Search code examples
gitgogo-git

How to checkout a specific single file to inspect it using go-git?


I want to clone a specific repository, fetch all tags and iterate through them. For each tag I want to checkout a specific file ( package.json ) in the root directory. If no file is present, it should continue, otherwise it should pass it over so I can inspect it.

I started with the following code ( my first Go application ... )

package main

import (
    "fmt"
    "github.com/go-git/go-billy/v5"
    "github.com/go-git/go-billy/v5/memfs"
    "github.com/go-git/go-git/v5"
    "github.com/go-git/go-git/v5/plumbing"
    "github.com/go-git/go-git/v5/plumbing/transport/http"
    "github.com/go-git/go-git/v5/storage/memory"
    "os"
)

func main() {
    authentication := &http.BasicAuth{
        Username: "me",
        Password: "my-key",
    }
    repositoryUrl := "my-repo-url"
    inMemoryStorage := memory.NewStorage()
    inMemoryFilesystem := memfs.New()

    repository, err := cloneRepository(repositoryUrl, authentication, inMemoryStorage, inMemoryFilesystem)

    if err != nil {
        handleError(err)
    }

    tagsIterator, err := repository.Tags()

    if err != nil {
        handleError(err)
    }

    err = tagsIterator.ForEach(func(tag *plumbing.Reference) error {
        fmt.Println(tag.Name().Short()) // for debugging purposes

        // checkout package.json file ( at root ) via tag

        return nil
    })

    if err != nil {
        handleError(err)
    }
}

func cloneRepository(repositoryUrl string, authentication *http.BasicAuth, inMemoryStorage *memory.Storage, inMemoryFilesystem billy.Filesystem) (*git.Repository, error) {
    return git.Clone(inMemoryStorage, inMemoryFilesystem, &git.CloneOptions{
        URL:  repositoryUrl,
        Auth: authentication,
    })
}

func handleError(err error) {
    fmt.Println(err)
    os.Exit(1)
}

Does someone know how to try checking out the file inside the loop by a given tag?


Solution

  • You don't need to "check out" anything if all you want is the file content; you can extract that directly from the repository. But first, caveats: I am neither an experienced Go programmer, nor have I ever worked with go-git before, so there may be a more optimal way of doing this.

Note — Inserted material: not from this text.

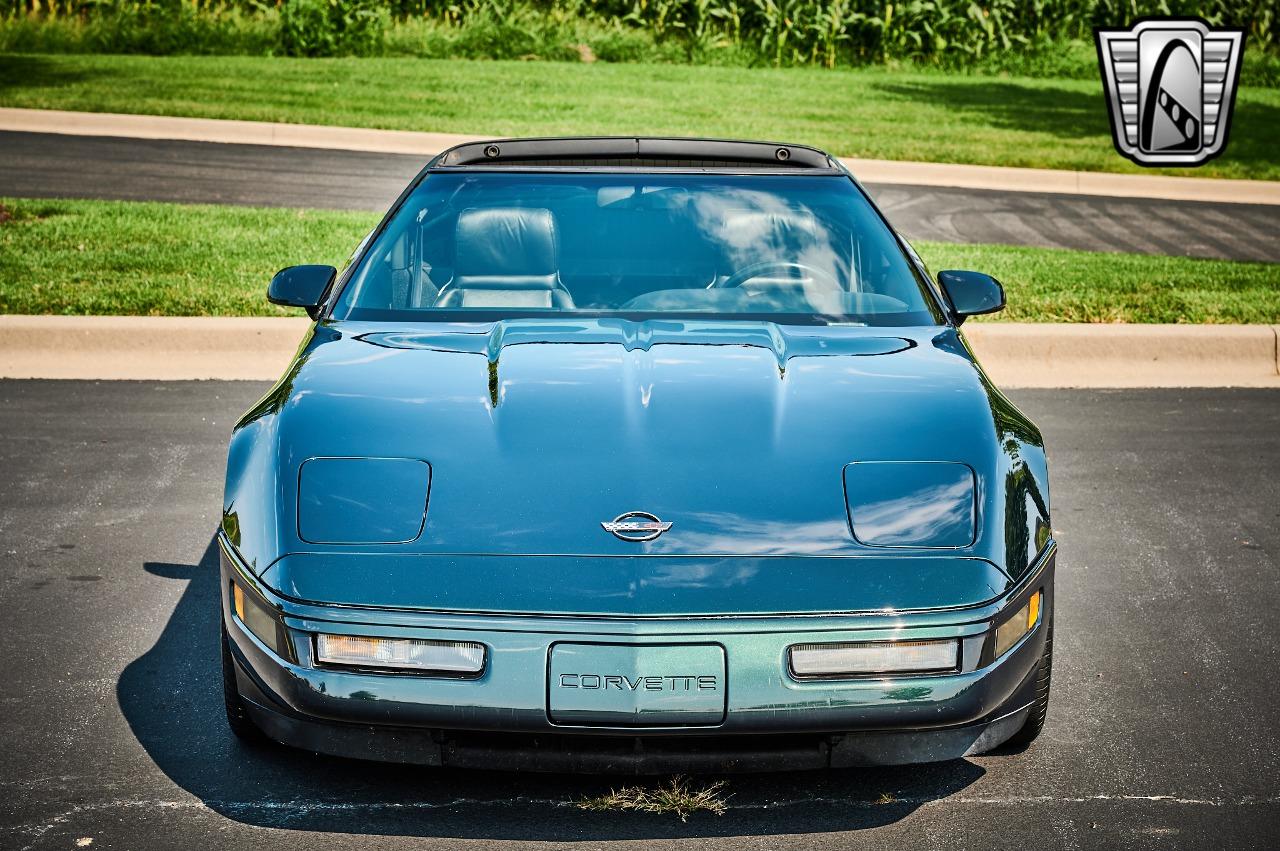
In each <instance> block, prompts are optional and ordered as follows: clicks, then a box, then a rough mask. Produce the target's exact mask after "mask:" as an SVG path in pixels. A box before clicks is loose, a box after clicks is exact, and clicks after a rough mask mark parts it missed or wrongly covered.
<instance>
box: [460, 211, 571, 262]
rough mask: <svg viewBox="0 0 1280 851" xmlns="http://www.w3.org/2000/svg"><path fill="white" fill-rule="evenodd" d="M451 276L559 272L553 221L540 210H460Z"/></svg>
mask: <svg viewBox="0 0 1280 851" xmlns="http://www.w3.org/2000/svg"><path fill="white" fill-rule="evenodd" d="M454 234H456V238H457V242H456V243H454V244H456V246H457V256H456V260H454V266H453V269H454V275H458V276H463V278H468V276H485V278H490V276H544V275H554V274H556V273H557V270H558V265H557V258H556V218H554V216H553V215H552V211H550V210H547V209H543V207H486V209H474V210H463V211H462V212H460V214H458V224H457V227H456V229H454Z"/></svg>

    Starting with a tag, you can:

    1. Get the commit to which the tag points
    2. Get the tree to which the commit points
    3. Iterate through the tree looking for package.json
    4. If you find it, extract the corresponding blob. Now you have your content!

    The above steps might look something like this:

    func getFileFromRef(repository *git.Repository, ref *plumbing.Hash, filename string) (bool, []byte, error) {
        // Get the commit object corresponding to ref
        commit, err := repository.CommitObject(*ref)
        if err != nil {
            return false, nil, err
        }
    
        // Get the tree object from the commit
        tree, err := repository.TreeObject(commit.TreeHash)
        if err != nil {
            return false, nil, err
        }
    
        // Iterate through tree entries
        for _, entry := range tree.Entries {
            // If we find the target file...
            if entry.Name == filename {
                // Get the blob object from the repository
                blob, err := repository.BlobObject(entry.Hash)
                if err != nil {
                    return false, nil, err
                }
    
                // Ask for a Reader
                reader, err := blob.Reader()
                if err != nil {
                    return false, nil, err
                }
    
                // Allocate a slice for the data...
                data := make([]byte, blob.Size)
    
                // ...and read it in.
                n, err := reader.Read(data)
                if err != nil {
                    return false, nil, err
                }
    
                // Double check that we read as many bytes as
                // we expected
                if int64(n) != blob.Size {
                    return true, nil, fmt.Errorf("wrong size")
                }
                return true, data, nil
            }
        }
    
        return false, nil, nil
    }
    

    The above function will, given a commit reference, look for filename in the top level of the repository (as written it does not traverse subdirectories). You would need to modify the tagsIterator.ForEach loop in your main function to do something like this:

        err = tagsIterator.ForEach(func(tag *plumbing.Reference) error {
            // Get the commit to which the tag refers. We need this to
            // resolve annotated tags.
            ref, err := repository.ResolveRevision(plumbing.Revision(tag.Hash().String()))
            if err != nil {
                handleError(err)
            }
    
            found, content, err := getFileFromRef(repository, ref, "package.json")
            if found && err == nil {
                fmt.Printf("found \"package.json\" in tag %s\n", tag.Name().Short())
                fmt.Println(string(content))
            }
    
            return nil
        })
    

    I don't know if this is what you were looking for, but it was interesting learning about the go-git package.